Internet security needs improving or else half of small- and medium-sized businesses will be hacked by 2003, it was revealed in a report by IT research group Gartner.
Director James Browning said, "With small and midsized firms doing more business on the Internet, their networks are exposed to security breaches. Defensive action is required to protect the company from unauthorised and malicious users."
He points out one area of exposure is remote access It and recommends all companies to use encrypted virtual private networks.

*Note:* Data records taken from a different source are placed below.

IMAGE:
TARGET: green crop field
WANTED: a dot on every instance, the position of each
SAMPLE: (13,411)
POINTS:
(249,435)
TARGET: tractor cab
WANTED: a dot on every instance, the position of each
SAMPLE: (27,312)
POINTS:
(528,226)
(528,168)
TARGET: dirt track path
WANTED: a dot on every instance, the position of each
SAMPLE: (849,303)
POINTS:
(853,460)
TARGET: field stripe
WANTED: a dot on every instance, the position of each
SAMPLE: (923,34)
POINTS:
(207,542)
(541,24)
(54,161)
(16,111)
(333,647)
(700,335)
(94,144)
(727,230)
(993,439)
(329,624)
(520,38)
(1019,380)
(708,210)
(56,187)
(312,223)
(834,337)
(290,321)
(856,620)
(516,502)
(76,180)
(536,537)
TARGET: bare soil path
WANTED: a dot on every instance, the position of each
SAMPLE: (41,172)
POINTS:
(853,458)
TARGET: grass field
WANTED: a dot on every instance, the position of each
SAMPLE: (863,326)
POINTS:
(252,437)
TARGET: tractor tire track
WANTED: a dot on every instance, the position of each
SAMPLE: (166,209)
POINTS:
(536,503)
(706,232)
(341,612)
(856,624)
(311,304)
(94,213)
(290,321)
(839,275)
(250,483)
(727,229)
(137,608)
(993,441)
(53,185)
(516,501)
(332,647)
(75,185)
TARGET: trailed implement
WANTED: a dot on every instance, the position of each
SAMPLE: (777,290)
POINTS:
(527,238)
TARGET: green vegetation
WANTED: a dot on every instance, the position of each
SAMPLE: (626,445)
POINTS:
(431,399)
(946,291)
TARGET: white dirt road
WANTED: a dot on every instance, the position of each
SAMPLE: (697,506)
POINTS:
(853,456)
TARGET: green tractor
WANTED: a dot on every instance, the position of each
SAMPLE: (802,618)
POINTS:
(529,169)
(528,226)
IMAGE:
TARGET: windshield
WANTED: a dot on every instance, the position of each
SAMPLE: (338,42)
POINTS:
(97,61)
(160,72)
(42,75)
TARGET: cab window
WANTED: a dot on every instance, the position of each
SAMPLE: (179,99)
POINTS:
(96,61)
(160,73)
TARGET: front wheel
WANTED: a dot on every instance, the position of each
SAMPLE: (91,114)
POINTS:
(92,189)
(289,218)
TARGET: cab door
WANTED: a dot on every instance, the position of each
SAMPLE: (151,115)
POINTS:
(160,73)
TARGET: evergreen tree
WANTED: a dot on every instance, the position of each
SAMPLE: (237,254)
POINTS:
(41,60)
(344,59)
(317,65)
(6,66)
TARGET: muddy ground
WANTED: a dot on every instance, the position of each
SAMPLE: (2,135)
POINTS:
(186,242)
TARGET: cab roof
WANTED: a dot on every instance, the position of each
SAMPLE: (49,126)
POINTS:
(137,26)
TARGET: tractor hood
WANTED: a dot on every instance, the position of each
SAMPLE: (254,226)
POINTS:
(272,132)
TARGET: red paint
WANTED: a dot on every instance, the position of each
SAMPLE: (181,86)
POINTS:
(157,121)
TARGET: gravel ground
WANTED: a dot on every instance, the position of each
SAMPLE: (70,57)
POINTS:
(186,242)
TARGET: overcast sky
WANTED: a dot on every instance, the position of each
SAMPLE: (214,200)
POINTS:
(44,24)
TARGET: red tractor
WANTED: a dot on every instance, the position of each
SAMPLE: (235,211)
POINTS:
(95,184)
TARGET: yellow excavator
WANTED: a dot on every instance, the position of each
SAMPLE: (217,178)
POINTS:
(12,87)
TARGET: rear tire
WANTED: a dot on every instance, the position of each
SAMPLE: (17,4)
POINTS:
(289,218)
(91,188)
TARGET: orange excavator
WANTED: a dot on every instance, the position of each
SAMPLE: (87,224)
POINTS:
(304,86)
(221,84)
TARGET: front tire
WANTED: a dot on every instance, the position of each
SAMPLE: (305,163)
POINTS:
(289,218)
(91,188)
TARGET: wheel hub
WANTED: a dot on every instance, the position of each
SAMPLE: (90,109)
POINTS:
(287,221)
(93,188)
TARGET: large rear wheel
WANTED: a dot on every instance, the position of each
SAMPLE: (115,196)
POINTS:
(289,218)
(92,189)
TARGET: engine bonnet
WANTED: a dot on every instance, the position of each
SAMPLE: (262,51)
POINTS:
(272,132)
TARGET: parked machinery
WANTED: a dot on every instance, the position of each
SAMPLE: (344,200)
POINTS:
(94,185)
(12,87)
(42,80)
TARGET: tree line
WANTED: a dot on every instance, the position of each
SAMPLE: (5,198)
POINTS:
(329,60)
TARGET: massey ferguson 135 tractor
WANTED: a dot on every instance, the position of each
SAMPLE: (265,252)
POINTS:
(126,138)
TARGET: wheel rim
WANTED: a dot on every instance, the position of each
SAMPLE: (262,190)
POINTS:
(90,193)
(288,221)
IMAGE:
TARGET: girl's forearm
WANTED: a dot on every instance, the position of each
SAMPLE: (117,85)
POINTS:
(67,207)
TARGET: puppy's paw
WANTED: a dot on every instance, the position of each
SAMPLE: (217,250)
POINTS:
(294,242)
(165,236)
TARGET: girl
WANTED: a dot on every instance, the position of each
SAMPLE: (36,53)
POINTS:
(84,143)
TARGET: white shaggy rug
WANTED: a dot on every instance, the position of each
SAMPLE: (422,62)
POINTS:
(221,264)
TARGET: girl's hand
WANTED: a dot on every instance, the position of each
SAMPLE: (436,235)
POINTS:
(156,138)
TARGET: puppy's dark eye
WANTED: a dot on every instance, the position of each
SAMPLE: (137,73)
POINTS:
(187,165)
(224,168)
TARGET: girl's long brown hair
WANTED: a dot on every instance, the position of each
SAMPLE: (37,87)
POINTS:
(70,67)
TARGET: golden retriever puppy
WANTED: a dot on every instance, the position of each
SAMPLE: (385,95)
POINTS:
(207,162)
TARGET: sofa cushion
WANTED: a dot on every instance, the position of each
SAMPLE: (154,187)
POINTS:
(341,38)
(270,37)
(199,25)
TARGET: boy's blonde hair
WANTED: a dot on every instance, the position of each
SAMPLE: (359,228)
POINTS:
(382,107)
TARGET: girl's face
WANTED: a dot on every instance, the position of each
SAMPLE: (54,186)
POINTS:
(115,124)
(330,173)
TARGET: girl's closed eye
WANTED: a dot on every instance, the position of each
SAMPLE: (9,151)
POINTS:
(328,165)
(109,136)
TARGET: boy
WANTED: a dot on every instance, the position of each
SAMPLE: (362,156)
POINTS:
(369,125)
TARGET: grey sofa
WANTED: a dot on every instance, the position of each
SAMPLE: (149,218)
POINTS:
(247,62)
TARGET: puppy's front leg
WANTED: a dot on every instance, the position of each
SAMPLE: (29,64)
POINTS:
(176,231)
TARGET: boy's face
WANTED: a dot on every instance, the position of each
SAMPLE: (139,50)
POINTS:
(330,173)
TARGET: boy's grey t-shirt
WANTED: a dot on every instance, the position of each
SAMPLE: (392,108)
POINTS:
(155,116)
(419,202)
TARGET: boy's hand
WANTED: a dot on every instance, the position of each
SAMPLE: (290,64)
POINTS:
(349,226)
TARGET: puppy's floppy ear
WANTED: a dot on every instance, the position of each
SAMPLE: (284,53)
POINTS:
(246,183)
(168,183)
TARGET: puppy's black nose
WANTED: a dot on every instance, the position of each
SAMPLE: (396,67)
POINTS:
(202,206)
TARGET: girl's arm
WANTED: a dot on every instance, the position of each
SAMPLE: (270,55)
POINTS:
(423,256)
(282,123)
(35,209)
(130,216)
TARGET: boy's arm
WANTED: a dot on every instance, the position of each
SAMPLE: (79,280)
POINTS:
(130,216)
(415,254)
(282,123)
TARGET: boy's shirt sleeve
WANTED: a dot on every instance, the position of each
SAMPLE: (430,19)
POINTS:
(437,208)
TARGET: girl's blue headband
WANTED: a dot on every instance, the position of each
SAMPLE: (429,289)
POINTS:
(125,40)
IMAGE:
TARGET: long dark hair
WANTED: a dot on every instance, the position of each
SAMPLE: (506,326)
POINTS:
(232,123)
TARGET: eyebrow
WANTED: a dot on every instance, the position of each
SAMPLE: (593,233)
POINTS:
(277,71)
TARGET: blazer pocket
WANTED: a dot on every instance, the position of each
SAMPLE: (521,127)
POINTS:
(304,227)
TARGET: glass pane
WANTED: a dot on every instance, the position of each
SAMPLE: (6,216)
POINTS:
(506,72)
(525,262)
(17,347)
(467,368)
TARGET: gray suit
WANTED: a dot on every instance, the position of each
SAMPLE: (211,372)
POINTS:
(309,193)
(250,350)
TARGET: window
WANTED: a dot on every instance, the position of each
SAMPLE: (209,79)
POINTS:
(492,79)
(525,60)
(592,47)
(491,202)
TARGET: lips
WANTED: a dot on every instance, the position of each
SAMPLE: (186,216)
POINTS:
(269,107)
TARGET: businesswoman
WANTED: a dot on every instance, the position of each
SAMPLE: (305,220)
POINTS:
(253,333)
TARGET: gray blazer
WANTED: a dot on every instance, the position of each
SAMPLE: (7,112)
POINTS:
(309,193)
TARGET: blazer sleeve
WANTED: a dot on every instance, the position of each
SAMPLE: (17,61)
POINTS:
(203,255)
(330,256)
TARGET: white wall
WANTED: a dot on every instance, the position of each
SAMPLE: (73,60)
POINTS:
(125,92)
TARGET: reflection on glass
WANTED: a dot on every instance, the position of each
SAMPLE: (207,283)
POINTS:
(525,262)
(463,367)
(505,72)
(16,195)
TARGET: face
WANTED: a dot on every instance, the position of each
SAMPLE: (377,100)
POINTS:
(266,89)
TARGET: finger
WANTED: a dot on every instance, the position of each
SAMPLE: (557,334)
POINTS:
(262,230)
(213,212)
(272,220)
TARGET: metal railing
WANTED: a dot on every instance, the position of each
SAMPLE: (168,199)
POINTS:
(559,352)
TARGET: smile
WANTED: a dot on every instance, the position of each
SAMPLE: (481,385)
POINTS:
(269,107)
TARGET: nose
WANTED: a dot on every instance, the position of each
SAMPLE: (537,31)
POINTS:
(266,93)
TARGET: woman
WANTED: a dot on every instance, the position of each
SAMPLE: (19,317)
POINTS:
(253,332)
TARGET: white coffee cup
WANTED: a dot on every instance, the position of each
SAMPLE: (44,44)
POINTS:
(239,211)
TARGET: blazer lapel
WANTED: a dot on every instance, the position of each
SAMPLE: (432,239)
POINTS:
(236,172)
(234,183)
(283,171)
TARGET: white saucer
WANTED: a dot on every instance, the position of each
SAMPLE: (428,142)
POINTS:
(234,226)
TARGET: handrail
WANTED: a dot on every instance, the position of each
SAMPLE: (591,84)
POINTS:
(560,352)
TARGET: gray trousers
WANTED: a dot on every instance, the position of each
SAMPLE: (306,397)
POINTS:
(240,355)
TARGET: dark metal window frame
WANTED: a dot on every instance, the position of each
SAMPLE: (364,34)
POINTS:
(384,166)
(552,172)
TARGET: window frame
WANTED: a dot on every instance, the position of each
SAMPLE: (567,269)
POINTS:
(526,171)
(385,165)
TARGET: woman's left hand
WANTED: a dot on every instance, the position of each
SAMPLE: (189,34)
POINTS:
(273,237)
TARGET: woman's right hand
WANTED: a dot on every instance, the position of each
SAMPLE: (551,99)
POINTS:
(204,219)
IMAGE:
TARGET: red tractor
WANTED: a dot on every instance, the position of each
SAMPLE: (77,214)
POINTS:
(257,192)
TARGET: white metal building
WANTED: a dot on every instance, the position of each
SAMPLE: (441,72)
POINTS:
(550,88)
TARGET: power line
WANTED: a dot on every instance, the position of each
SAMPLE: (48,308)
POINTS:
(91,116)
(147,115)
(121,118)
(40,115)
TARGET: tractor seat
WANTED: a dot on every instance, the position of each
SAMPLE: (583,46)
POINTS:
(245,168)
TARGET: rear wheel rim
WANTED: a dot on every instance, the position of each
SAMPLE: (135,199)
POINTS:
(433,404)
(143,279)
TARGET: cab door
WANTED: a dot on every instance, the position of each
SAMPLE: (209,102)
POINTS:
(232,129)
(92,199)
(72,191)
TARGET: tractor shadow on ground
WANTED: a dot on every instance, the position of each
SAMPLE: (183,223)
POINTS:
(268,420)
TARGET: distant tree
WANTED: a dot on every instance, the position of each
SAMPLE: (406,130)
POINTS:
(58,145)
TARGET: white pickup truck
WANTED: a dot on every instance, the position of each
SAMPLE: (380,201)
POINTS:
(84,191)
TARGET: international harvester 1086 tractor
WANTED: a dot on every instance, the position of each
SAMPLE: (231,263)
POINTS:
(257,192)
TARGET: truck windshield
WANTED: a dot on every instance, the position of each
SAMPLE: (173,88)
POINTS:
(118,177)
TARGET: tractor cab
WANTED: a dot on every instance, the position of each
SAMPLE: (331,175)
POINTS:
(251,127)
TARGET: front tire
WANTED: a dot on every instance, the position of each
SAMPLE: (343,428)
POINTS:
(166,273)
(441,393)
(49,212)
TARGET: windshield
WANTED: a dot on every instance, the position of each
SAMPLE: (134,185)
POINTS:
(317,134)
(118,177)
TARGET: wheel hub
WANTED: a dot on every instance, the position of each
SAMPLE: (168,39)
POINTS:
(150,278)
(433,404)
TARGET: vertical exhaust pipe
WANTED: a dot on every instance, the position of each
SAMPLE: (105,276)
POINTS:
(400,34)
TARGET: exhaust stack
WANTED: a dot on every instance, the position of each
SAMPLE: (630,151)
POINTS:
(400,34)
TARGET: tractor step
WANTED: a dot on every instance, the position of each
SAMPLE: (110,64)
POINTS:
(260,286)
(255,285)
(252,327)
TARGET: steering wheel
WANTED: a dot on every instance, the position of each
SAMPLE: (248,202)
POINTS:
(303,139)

Conal Mannion, a Gartner research director, said, "The problem with all security is the complex technology. Typically, people are trying to integrate two or three different best of breed products in some management framework. This distracts attention away from the main job that needs doing. Networks are built with a particular task in mind. Security is an added concern where people are trying to take risks as safely as possible."
He suggests getting a professional services firm to carry out a penetration test to assess the weaknesses of a security policy. "Security is only as strong as its weakest link. It should be kept in mind where business-to-business links are created," Mannion said.
Large corporations may have a solid security system in place. But these are now linked to suppliers and customers who do not see security as a main business objective. A hack attack could be launched through one of these sites. Mannion said companies should be aware of the legal implications. "Good practice dictates you should enquire from anybody you plan to partner whether they meet your security requirements. But I doubt if this goes on," he said.